[Tex/LaTex] the LaTeX filename length limit for images

filesystem-accessgraphics

See Final Update below.

I have some images with very long filenames and/or paths, and when I try to include them, my document appears to build fine, but when I try to open the PDF, it says the document is corrupted and when I look at the filesize, it's very small.

If I rename the same image to a very short name, it works fine.

Can anyone tell me the filename length limit for images or input files in general? And is there a way to increase it or do I have to rename all problematic files?

Thanks!

Update 1

For whatever reason, this problem was solved by explicitly adding the extension to the image filename when including it, rather than letting Latex add the filename based on the list of graphics extensions. Not sure why this made a difference, but it's working now.

Update 2

OK, to this problem is.. intermittent?! I first encountered this problem two days ago, and thought I'd solved it with Update 1. Left my thesis alone after a full error-free compile. Today, after making no changes, when I build it, the build finishes fine, although there are some strange warnings, e.g. undefined citations that I know are defined because I see them in my bib file and they've never been an issue before.

However, despite building without errors, when I try to open the PDF, Acrobat says it is corrupted, as per my original question. I also notice the size is not right; my thesis should be around 20MB right now, and when this happens, it's around 17MB.

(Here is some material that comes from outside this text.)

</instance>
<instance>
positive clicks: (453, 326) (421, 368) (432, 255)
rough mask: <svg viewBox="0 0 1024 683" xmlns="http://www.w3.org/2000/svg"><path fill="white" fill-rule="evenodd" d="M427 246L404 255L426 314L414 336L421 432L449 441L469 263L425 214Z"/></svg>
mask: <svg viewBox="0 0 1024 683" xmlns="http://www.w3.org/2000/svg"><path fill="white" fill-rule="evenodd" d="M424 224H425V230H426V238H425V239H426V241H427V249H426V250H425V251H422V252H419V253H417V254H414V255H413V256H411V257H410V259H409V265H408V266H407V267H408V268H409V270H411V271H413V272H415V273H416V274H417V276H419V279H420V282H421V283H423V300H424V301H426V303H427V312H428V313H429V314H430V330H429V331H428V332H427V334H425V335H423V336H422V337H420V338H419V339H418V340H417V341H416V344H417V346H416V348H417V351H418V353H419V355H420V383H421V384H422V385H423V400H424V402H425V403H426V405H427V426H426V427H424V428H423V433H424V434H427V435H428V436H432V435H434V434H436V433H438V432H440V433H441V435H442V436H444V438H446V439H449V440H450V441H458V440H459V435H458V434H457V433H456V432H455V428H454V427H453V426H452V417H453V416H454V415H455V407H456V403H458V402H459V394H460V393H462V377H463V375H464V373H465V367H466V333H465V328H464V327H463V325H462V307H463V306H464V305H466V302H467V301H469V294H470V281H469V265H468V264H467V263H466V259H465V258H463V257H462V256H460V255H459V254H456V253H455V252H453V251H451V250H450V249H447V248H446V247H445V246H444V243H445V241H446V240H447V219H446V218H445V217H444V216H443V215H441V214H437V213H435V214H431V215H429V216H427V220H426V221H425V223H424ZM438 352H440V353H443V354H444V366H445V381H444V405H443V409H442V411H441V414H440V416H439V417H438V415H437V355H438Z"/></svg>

Curiously though, moving my whole Latex project folder to the root of my hard drive seems to fix it, which gets me back to the question about possible filename length issues. It just seems weird that it would be intermittent; Latex systems may have some problems, but intermittent compile issues when nothing in the source has changed are not a class of problem I've encountered before. Any thoughts?

My thesis is currently about 110 pgs, long bibliography, various lists (notation, figures, TOC, etc). That doesn't seem that crazy to me considering how long some PhD theses are, but is there any possibility I'm running into some sort of output buffer error or something?

Final Update

The intermittent behaviour mentioned above was probably a mistake on my behalf. After a lot of experimenting, I found that simply shortening the paths and image filenames solved my problem.

I did not experiment enough to determine the exact cutoff for length, but the problematic filenames before the switch were up to 141 characters long including the path and extension. After shortening path and filenames, the longest are 105 characters, and everything's building fine now. So, the cutoff for my system must be somewhere in that range.

For reference, I am building using MikTeX 2.8 and TeXnic Center 2 Alpha 3 on Windows 7 x64.

Best Answer

I am not aware of specific restrictions within LaTeX but you would need to be within any limits of your OS or any programs you call (many, for example, do not allow filenames with special characters or spaces).

Depending on the purpose of the documents you create there may be restrictions on the naming of graphic files imposed by a publisher. For example, the AMS requires:

  • File names should be no longer than 20 characters, including an extension.
  • Use only lowercase letters, numbers, a dash, or an underscore in the file names.
  • File names should be specific and descriptive, not generic: smith-fig-3.eps is better than fig3.eps.